Supplement to the hw6 main assignment.

Introduction

This is a very open ended assignment -- find the best cache design within budget for the benchmark suite we're using. To help bound it a bit, this page describes a writeup of a minimal but sufficient set of experiments to satisfy the assignment completely.

You should be able to simulate all the alternatives listed here with a single piece of code, changing only some symbolic constants that define the cache parameters of interest (total capacity, associativity, and line size). If you write your code with that in mind it might save you a bit of time. (Looking at one or more other choices beyond those listed here is gravy, worth good karma, at least. They probably require you to write additional C++ code, however.)

The remainder of this page is a suggested paper organization. The wording, when given, is an example of the kind of content that might go in the section, and is not intended to be taken verbatim.

The Paper

Executive Summary

We examined the performance impact of altering x, y, and z on system performance, using the benchmark suite given by the standard benchImage image. We found the combination of x', y', and z' was best, improving processor performance by a factor of N.n relative to the baseline 32-word, direct-mapped, one word line, cache. Overall, x'' seemed to be the most important factor to performance, followed by y'' and z''.

Baseline Performance

Execution of benchImage with the baseline cache yielded the following statistics:
Total number of cycles xxxxxxx
Insructions executed xxxxxxx
Read Stall Cycles xxxxxxx
Write Stall Cycles xxxxxxx
CPI xxxxxxx
In more detail, the read and write hit/miss rates were:
  Read Write
Hits Misses Hits Misses
ICache xxxxxx% xxxxxx% --- ---
DCache xxxxxx% xxxxxx% xxxxxx% xxxxx%

Additionally, xxxxx cycles were spent on flush instructions. If these flushes were not required, CPI would be reduced by yyy%.

Effect of Cache Capacity

To examine capacity, we started with the baseline, direct mapped caches and altered the number of lines. Figure 1 shows CPI as a function of capacity for the ICache, and Figure 2 for the DCache. We find that...
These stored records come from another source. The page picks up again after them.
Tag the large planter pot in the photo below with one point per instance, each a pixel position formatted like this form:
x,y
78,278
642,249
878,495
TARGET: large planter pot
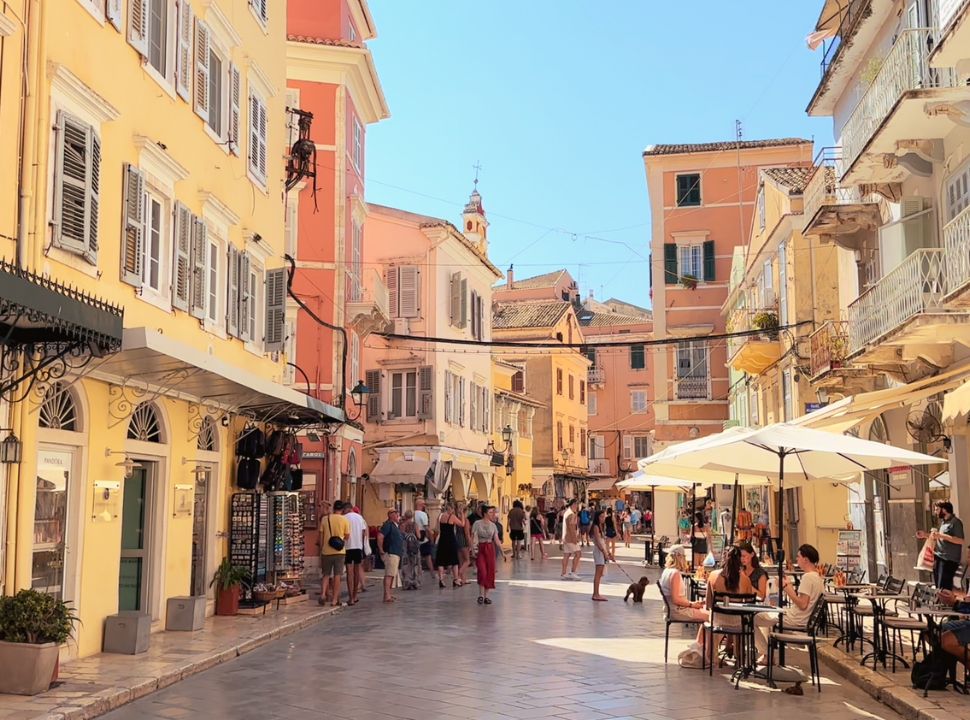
x,y
227,601
27,669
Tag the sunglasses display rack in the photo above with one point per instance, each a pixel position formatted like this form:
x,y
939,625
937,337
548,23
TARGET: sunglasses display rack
x,y
248,525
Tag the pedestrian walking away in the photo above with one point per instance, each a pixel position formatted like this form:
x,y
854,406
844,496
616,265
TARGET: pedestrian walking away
x,y
485,535
949,545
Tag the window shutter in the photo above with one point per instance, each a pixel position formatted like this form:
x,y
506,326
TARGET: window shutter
x,y
138,26
115,14
670,264
235,92
201,70
393,294
426,387
133,233
709,260
232,301
372,379
181,265
409,291
197,278
275,309
183,52
455,304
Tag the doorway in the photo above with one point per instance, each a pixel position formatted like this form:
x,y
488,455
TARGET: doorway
x,y
136,514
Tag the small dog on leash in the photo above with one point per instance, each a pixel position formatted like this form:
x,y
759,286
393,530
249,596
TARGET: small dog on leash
x,y
636,589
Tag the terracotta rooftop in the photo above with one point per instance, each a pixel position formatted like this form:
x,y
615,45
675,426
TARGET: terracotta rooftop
x,y
543,313
795,179
686,149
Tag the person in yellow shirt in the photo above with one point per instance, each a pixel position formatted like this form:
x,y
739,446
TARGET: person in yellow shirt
x,y
334,533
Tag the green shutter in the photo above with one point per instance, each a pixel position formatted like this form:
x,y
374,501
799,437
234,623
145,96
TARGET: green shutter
x,y
708,260
670,263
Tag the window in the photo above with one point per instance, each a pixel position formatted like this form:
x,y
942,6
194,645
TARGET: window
x,y
358,144
638,359
688,190
403,287
638,401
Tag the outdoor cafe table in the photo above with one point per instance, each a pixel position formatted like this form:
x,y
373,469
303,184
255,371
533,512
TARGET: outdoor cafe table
x,y
747,655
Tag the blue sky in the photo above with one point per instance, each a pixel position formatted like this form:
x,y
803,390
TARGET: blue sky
x,y
557,100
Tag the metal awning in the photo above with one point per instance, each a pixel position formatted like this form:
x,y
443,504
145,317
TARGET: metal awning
x,y
156,360
400,472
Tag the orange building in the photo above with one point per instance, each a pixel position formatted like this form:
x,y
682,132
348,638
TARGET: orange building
x,y
333,93
702,200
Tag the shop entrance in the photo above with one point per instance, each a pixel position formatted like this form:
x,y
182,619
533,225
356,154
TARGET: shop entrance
x,y
136,538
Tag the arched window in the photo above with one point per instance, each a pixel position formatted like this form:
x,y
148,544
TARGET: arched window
x,y
208,435
144,424
59,409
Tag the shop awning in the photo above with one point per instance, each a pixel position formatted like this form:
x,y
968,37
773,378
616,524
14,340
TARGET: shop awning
x,y
851,411
400,472
147,356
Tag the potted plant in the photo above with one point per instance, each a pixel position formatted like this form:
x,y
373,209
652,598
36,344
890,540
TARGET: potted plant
x,y
32,627
229,581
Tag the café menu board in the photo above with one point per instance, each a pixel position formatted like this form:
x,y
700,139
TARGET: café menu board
x,y
849,549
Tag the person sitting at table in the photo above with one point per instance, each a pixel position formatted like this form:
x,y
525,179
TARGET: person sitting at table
x,y
751,567
802,601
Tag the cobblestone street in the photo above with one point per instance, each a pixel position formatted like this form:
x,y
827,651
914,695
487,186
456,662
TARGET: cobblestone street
x,y
542,650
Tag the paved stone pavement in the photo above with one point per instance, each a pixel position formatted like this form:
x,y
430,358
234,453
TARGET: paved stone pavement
x,y
542,650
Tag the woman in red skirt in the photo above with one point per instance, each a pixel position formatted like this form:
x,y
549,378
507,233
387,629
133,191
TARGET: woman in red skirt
x,y
485,536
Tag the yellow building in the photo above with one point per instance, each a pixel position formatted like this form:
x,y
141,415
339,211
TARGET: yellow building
x,y
153,139
554,377
781,280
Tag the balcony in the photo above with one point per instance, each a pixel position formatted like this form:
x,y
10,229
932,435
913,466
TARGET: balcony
x,y
831,208
908,104
368,303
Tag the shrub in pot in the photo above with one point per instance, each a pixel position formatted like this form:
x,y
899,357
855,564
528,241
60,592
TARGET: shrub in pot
x,y
33,625
228,581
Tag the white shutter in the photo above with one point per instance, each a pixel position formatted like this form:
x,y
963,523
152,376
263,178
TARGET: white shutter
x,y
408,291
235,90
202,70
199,251
183,51
138,26
115,14
275,309
181,264
133,232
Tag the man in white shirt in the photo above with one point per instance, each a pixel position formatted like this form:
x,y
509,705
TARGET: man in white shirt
x,y
802,601
355,553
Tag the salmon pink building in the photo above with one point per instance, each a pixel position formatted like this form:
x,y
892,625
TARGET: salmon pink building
x,y
333,94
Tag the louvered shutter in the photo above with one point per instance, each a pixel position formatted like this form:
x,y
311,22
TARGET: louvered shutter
x,y
372,379
197,281
138,26
455,305
409,291
235,92
133,232
182,263
202,70
246,308
392,293
275,309
183,52
709,265
232,298
115,14
426,387
670,264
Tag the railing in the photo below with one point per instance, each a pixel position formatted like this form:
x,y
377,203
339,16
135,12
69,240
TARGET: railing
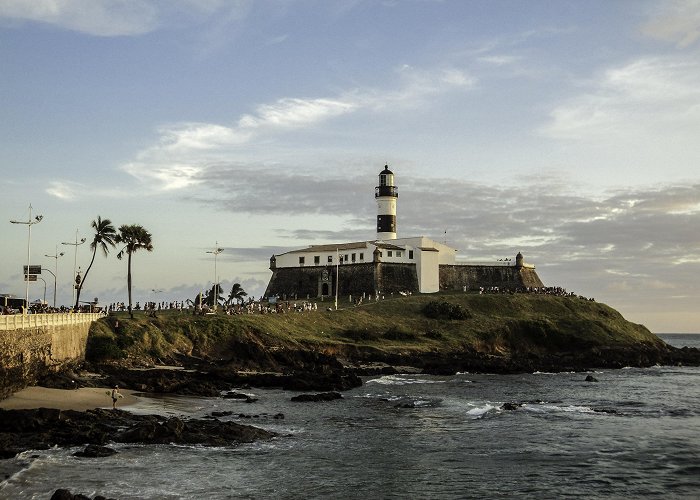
x,y
386,191
22,321
492,263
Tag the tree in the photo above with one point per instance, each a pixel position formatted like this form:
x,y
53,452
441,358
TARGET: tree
x,y
134,237
237,293
105,237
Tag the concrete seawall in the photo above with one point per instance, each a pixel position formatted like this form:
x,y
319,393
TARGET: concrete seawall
x,y
36,344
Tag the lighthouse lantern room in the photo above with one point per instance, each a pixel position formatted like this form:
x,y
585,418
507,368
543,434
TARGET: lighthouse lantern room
x,y
386,194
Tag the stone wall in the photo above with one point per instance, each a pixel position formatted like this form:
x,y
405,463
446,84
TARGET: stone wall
x,y
475,276
388,277
395,277
38,347
353,279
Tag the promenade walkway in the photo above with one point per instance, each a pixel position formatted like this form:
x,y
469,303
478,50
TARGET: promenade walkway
x,y
23,321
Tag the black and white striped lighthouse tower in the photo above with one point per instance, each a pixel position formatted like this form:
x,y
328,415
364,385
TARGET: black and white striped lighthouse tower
x,y
386,194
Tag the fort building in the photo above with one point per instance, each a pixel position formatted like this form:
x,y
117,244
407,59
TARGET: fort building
x,y
389,264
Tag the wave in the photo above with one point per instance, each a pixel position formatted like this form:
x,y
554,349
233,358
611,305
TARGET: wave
x,y
402,380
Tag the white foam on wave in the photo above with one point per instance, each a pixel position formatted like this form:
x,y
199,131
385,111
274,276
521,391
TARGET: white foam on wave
x,y
480,411
552,373
402,380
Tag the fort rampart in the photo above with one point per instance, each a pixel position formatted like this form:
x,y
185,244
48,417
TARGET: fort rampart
x,y
385,277
36,344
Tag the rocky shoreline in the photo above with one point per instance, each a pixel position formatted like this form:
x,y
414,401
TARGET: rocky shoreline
x,y
330,374
44,428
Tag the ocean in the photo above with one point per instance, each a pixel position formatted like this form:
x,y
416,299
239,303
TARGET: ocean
x,y
634,433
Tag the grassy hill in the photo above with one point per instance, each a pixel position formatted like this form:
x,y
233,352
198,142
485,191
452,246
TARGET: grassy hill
x,y
417,330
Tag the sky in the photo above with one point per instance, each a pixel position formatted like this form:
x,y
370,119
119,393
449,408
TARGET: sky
x,y
566,130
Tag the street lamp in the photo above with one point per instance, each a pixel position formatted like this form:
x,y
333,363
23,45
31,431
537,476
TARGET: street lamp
x,y
30,222
216,252
42,279
75,257
55,256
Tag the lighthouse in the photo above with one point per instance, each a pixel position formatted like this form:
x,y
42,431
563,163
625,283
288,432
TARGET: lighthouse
x,y
386,194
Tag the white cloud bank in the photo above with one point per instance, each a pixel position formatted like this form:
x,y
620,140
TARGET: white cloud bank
x,y
676,22
94,17
185,151
650,96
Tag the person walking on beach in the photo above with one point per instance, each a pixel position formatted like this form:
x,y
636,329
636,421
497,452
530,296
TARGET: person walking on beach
x,y
115,395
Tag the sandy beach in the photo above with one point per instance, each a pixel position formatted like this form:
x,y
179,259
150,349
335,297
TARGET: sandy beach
x,y
82,399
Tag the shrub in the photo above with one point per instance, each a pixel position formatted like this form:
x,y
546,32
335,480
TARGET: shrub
x,y
397,333
441,309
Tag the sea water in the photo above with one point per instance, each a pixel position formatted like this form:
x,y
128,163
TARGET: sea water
x,y
634,433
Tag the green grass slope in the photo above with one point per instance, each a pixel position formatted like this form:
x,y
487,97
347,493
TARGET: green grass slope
x,y
504,326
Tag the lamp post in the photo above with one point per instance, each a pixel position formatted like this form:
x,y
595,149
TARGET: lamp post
x,y
155,291
55,256
216,252
75,257
30,222
337,274
42,279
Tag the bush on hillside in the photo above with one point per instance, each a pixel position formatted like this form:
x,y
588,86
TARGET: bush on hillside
x,y
441,309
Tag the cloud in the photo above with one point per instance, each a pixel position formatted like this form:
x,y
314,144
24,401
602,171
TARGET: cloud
x,y
111,18
64,190
94,17
676,22
629,248
185,152
648,97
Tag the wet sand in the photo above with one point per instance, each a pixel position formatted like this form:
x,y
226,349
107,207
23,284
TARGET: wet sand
x,y
82,399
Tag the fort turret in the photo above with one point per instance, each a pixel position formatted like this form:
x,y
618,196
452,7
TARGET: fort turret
x,y
386,194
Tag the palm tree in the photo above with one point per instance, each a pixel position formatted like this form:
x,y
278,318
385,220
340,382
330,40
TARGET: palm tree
x,y
105,237
213,296
237,293
134,237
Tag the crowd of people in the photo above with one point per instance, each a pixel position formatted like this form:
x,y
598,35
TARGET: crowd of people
x,y
542,290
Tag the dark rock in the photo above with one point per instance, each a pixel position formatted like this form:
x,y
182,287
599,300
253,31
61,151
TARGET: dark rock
x,y
62,494
323,396
235,395
70,428
221,413
95,451
410,404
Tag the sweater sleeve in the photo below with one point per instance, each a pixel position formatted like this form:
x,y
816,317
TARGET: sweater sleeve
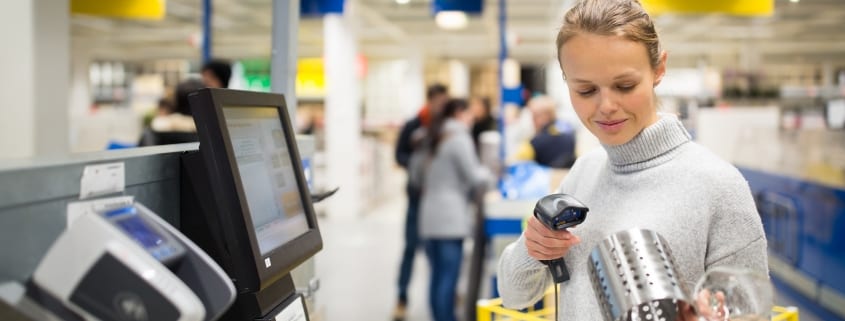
x,y
522,280
736,237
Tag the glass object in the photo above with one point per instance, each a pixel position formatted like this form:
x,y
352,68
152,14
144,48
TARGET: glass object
x,y
733,294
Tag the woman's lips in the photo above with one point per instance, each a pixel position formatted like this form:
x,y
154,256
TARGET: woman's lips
x,y
611,125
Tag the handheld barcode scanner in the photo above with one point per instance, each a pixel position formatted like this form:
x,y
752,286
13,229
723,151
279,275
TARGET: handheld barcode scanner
x,y
559,212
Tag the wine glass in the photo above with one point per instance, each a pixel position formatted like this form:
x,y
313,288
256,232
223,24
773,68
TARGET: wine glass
x,y
734,294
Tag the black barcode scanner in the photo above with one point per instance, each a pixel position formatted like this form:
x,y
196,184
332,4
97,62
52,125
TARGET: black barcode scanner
x,y
559,212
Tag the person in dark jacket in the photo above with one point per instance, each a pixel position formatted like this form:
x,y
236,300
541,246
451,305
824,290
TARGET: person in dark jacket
x,y
216,73
483,119
436,97
553,144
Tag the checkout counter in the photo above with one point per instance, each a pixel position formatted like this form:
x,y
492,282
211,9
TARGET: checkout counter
x,y
178,247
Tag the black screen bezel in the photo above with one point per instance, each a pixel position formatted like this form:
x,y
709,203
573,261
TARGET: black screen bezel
x,y
228,194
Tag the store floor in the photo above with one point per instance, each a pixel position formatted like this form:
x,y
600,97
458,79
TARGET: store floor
x,y
358,266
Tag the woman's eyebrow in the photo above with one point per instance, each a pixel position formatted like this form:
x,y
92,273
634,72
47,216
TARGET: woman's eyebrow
x,y
626,75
Based on this, we decided that a combination of x lines for the ICache and y lines for the DCache was best, given our budget constraints.

Effect of Associativity

Having fixed the capacities of the caches, we then varied associativity between x and y. Figures z and w show...

We conclude that...

Effect of Line Size

We varied line size between x and y. Figures z and w show...

We conclude that...

Factors Not Examined

The time budget for our study did not allow us to look at factors beyond capacity, associativity, and line size. However, we based on our observations of the performance of the cache, we note that xxx (e.g., stalls due to writes) seems to be the largest factor determining performance. For that reason, if further work were to be done we suggest looking at yyyy and zzzz, which address this issue. For the same reason, it does not appear fruitful to pursue wwww or .... because we do not believe they can significantly improve performance until xxx is addressed.